Die Beklagte kündigte die Darlehensverträge mit Wirkung zum Juli 2012. Die Zwangsverwaltung der Grundstücke der Schuldnerin begann im Dezember 2012. Der Insolvenzverwalter nahm die Beklagte auf Rückzahlung von Mieteinnahmen aus der Zeit von Juli 2011 bis Juli 2012 in Höhe von EUR 242.874,26 in Anspruch. Das Landgericht und das Oberlandesgericht hatten der Klage im Wesentlichen stattgegeben. Mit der Revision verfolgte die Beklagte die vollumfängliche Klageabweisung weiter.
Gemäß § 138 ZPO haben die Parteien ihre Erklärungen über tatsächliche Umstände vollständig und der Wahrheit gemäß abzugeben. Jede Partei hat sich über die von dem Gegner behaupteten Tatsachen zu erklären. Tatsachen, die nicht ausdrücklich bestritten werden, sind als zugestanden anzusehen, wenn nicht die Absicht, sie bestreiten zu wollen, aus den übrigen Erklärungen der Partei hervorgeht. Eine Erklärung mit Nichtwissen ist nur über Tatsachen zulässig, die weder eigene Handlungen der Partei noch Gegenstand ihrer eigenen Wahrnehmung gewesen sind.
Die (richtige) Erfüllung der jeweiligen Bestreitensanforderung ist wichtig, weil dies darüber entscheidet, ob eine behauptete Tatsache im Ergebnis als richtig gewertet wird. Ob einfaches Bestreiten („Die Behauptung ist nicht richtig.“) genügt oder ob substantiiertes Bestreiten („Das war anders, und zwar so und so…“, d.h. mit konkreter Gegendarstellung) erforderlich ist, folgt daraus, wie konkret die zunächst darlegungspflichtige Partei vorgetragen hat. Je detaillierter also der Vortrag der darlegungspflichtigen Partei ist, desto höher sind die Anforderungen an das Bestreiten, bis hin zu einer konkreten Gegenvorstellung.

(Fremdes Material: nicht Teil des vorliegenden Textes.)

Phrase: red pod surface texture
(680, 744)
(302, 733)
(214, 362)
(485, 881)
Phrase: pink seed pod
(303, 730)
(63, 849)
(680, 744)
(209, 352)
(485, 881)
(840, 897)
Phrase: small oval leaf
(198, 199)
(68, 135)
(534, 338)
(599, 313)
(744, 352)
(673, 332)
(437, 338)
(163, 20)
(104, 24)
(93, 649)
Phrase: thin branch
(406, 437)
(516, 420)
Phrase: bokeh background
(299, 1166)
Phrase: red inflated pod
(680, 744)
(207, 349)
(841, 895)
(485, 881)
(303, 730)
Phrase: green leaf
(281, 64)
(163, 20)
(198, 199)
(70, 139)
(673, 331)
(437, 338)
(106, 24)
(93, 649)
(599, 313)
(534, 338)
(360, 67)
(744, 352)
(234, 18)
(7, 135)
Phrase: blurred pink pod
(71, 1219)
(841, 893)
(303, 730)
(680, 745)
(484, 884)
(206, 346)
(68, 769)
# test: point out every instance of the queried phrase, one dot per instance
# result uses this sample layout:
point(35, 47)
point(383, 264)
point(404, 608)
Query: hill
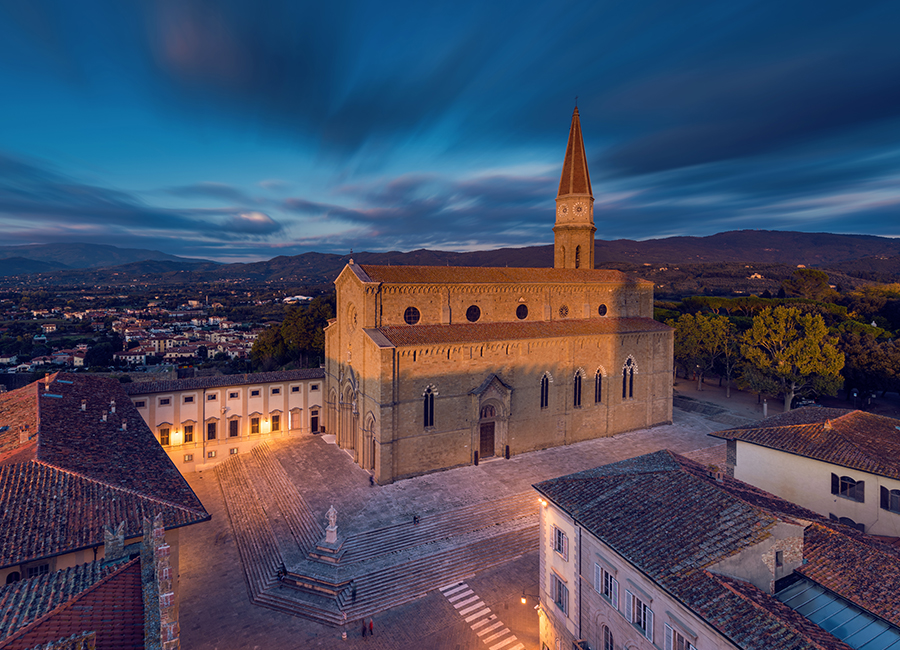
point(675, 263)
point(82, 256)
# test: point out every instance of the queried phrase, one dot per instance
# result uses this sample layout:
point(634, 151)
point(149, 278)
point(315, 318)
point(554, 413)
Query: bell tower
point(574, 230)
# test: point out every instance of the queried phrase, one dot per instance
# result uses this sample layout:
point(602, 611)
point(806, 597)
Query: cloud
point(212, 190)
point(254, 223)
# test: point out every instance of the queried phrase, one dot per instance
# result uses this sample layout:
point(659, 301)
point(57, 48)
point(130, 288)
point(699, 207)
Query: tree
point(731, 355)
point(699, 341)
point(788, 351)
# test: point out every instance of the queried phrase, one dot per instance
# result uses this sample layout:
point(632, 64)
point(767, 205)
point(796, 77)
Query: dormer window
point(848, 488)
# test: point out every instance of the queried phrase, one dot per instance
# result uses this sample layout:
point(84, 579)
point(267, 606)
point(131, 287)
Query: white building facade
point(204, 420)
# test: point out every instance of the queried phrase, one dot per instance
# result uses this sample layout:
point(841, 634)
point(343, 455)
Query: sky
point(239, 131)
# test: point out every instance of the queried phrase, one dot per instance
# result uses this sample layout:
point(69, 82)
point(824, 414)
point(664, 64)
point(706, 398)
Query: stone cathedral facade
point(435, 367)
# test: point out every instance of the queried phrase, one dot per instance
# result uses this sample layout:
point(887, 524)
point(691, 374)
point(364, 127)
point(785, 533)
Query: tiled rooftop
point(488, 275)
point(668, 517)
point(70, 472)
point(852, 439)
point(515, 330)
point(219, 381)
point(25, 601)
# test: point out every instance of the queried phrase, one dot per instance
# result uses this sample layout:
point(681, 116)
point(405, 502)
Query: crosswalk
point(481, 620)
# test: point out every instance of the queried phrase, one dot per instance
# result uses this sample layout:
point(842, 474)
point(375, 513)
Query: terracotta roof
point(668, 517)
point(25, 601)
point(575, 178)
point(46, 511)
point(104, 600)
point(850, 562)
point(489, 275)
point(515, 330)
point(852, 439)
point(72, 472)
point(220, 381)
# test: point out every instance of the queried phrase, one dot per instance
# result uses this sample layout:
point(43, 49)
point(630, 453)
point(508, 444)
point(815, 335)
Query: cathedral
point(428, 368)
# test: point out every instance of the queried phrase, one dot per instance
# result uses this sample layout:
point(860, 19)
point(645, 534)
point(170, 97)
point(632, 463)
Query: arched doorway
point(487, 424)
point(368, 446)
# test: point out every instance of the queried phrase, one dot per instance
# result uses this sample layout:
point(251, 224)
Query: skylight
point(840, 617)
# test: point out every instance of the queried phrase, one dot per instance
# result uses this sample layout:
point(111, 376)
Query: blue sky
point(239, 131)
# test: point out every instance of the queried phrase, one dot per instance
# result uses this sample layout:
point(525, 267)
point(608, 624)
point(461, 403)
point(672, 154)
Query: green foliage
point(787, 351)
point(298, 341)
point(872, 363)
point(699, 341)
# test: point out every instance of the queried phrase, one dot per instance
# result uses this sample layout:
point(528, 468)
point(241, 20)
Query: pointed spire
point(575, 178)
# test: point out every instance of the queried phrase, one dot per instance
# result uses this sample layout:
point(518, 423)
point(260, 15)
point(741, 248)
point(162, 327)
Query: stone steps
point(437, 527)
point(402, 583)
point(298, 516)
point(253, 534)
point(391, 566)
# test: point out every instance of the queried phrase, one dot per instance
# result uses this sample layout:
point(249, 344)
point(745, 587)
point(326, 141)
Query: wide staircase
point(275, 530)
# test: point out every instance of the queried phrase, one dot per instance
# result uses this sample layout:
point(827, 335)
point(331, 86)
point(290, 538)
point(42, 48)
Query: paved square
point(216, 612)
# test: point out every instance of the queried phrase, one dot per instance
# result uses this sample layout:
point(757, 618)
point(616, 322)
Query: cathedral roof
point(575, 177)
point(488, 275)
point(399, 335)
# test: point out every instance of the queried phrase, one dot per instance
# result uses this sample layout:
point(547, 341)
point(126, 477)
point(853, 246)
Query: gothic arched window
point(628, 379)
point(428, 419)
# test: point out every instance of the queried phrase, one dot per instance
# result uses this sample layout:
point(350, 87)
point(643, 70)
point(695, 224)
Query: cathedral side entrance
point(488, 426)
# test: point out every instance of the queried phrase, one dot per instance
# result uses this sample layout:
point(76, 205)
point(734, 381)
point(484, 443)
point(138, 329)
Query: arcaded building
point(436, 367)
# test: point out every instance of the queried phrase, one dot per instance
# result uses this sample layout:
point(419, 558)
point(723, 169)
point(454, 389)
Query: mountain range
point(78, 264)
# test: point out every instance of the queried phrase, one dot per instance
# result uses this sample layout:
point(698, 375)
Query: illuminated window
point(560, 593)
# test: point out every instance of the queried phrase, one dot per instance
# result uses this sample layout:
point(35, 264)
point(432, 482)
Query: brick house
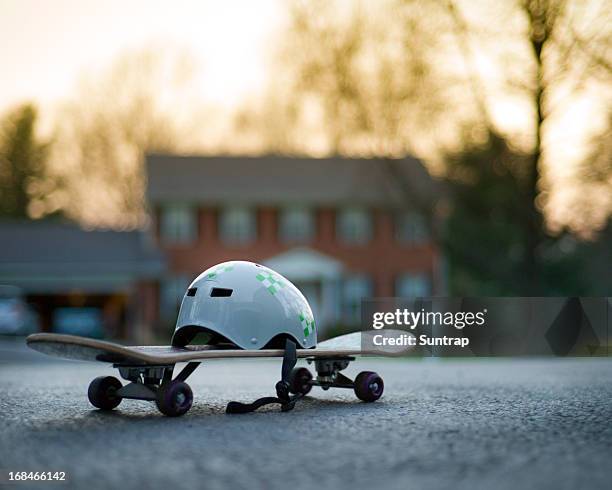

Allerdings kann schon die Anforderung eines einfachen Bestreitens praktisch schon dann unerfüllbar sein, wenn die betreffende Partei – hier der Anfechtungsgegner – keine Kenntnis von den entscheidungserheblichen Tatsachen haben kann. Sie weiß nicht, ob die behauptete Tatsache richtig oder falsch ist. Für die Fälle des Nichtwissens (ob eine behauptete Tatsache richtig oder falsch ist), sieht § 138 Abs. 4 ZPO daher die Möglichkeit vor, eine behauptete Tatsache mit Nichtwissen zu bestreiten. Voraussetzung hierfür ist, dass der Erklärende tatsächlich keine Kenntnis in Bezug auf die Tatsache hat, z.B. weil sich der Vorgang außerhalb eigener Wahrnehmung abgespielt und die Kenntnis anderer Beteiligter nicht zurechenbar ist. So liegt die Sache oft bei Insolvenzanfechtungsklagen. Schließlich haben Gläubiger (die späteren Anfechtungsgegner) in der Regel keinen Einblick in die Buchhaltungsunterlagen eines Schuldners und können sich deshalb zum Zeitpunkt des Eintritts der Zahlungsunfähigkeit des Schuldners nicht erklären.
Mit Urteil vom 18.04.2024 IX ZR 129/22 stellte der BGH klar, dass von einem außerhalb der Gesellschaft stehenden Dritten nicht ohne Weiteres verlangt werden kann, dass er den vom Insolvenzverwalter zur Darlegung der Zahlungsunfähigkeit der Schuldnerin aufgestellten Liquiditätsstatus im Einzelnen konkret und substanziiert bestreitet, wenn der vom Insolvenzverwalter vorgelegte Liquiditätsstatus keine Einzelheiten enthält und der Insolvenzverwalter seinerseits seinen Vortrag nicht näher – etwa durch Vorlage von Rechnungen, Kontoauszügen oder sonstigen Unterlagen – belegt hat.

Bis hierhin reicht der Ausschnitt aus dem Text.